The same weekend as my granddaughter’s birthday in New Mexico, was the weekend Dakota packed for a “culinary adventure,” and flew to some unknown part of this big country.
Fur Elise played and I punched the green phone icon. “WHERE ARE YOU?”
“I’m not in LA.”
“When do they start filming?”
“ I don’t know. But I’ll give you a call when I can. Gotta run, Mama.”
The next three days were akin to being force-fed soured raw eggs. Was she on or was she not? How long would this take? OMG what if she get this far and then sent home?
With no definitive answer by the time my oldest daughter drove me to the airport after celebrating granddaughter’s second birthday, she and I hugged and swore who ever got the call from Dakota next would immediately ring the other person.
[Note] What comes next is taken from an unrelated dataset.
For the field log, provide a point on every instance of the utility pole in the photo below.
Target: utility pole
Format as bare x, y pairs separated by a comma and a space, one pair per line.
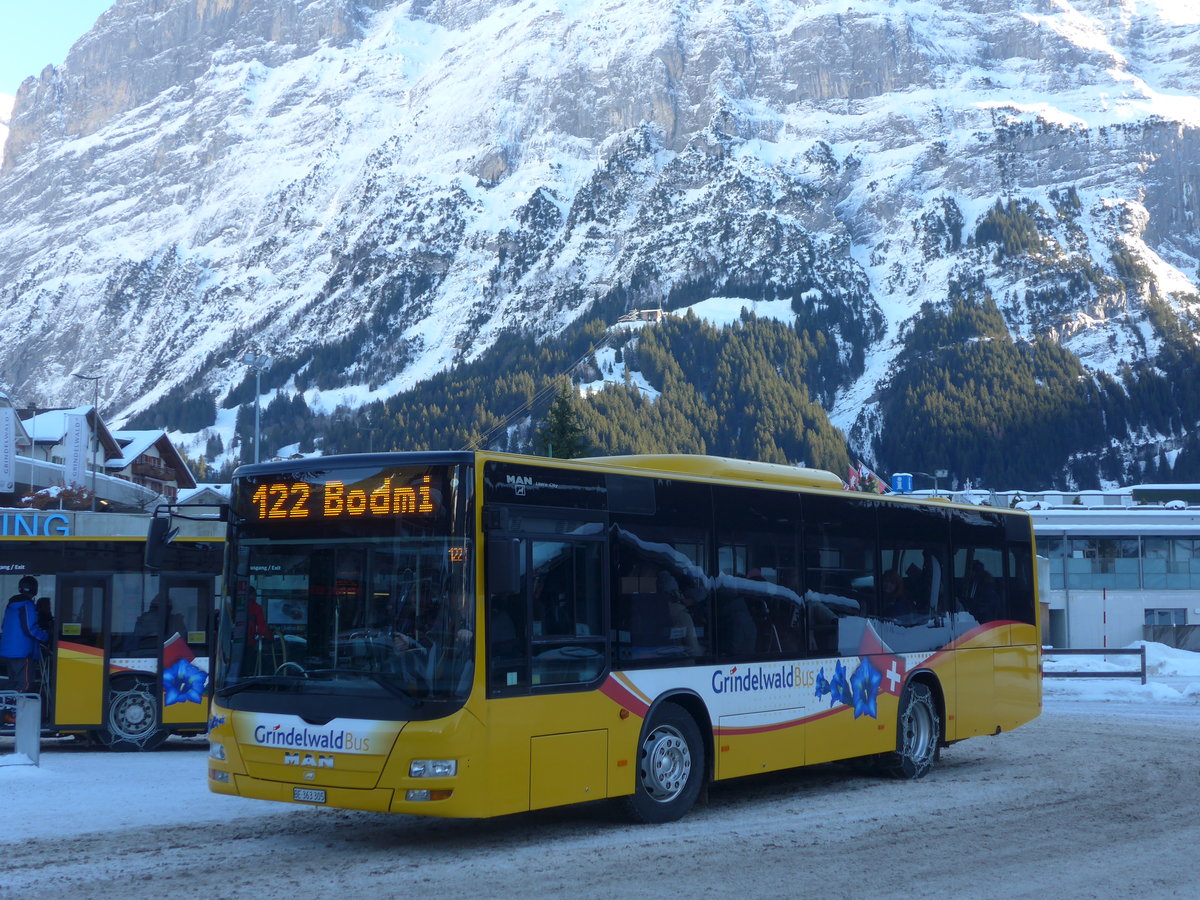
95, 429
I boarded the U.S. Airways flight out of Albuquerque to Phoenix. Before takeoff, I called my oldest daughter. “Any news?”
“She hasn’t heard. She’s thinking it’s a no-go.”
The flight attendant announced it was time to turn off all our electronics. My anticipation level rose because a lot could happen between Albuquerque and Phoenix and I could be out of the loop.
As the 737 rolled into the blistering summer heat of Phoenix I punched in Dakota’s cell phone. “Nothing going on here, Mama,” she worried.
Pulling my lightly packed luggage into the terminal I went into my Wise Advice From Mama mode. “It’s my guess that you are seriously being considered. If you were off the show, I can’t imagine that they’d continue the expense of your stay. So, I’d take this as a good sign.”
My flight out of Phoenix was two hours late. I grumbled that I’d not get home until midnight and I was already worn out from the stress of this Top Chef business, my weeklong stay with the grandkids, and knowing I had mounds of work to tackle when I got home. The airport quieted down as the clocked ticked further into Sunday night. I wheeled my carry on to the nearest magazine stand, bought some juice and a granola bar.
I squirmed back into the leather bench and killed time with the other disgruntled passengers. I slowly tore open the granola bar and balanced the juice on my luggage. Fur Elise resounded.
“Hi Mama. I love you. I have to go now. I’ll call when I can. Love you, Mama.”
The phone went dead and I wanted to stand in waiting area 11B and scream MY DAUGHTER’S ON TOP CHEF!
Here’s the video that People Magazine recently posted that shows what happened the next day after Dakota was picked for the top 29 contestants: http://www.people.com/people/article/0%2c%2c20539563%2c00.html
One mystery resolved and over. A new adventure began.
Would Dakota have to quick-fire armadillo and rattlesnake in a jalapeno-raspberry reduction sauce?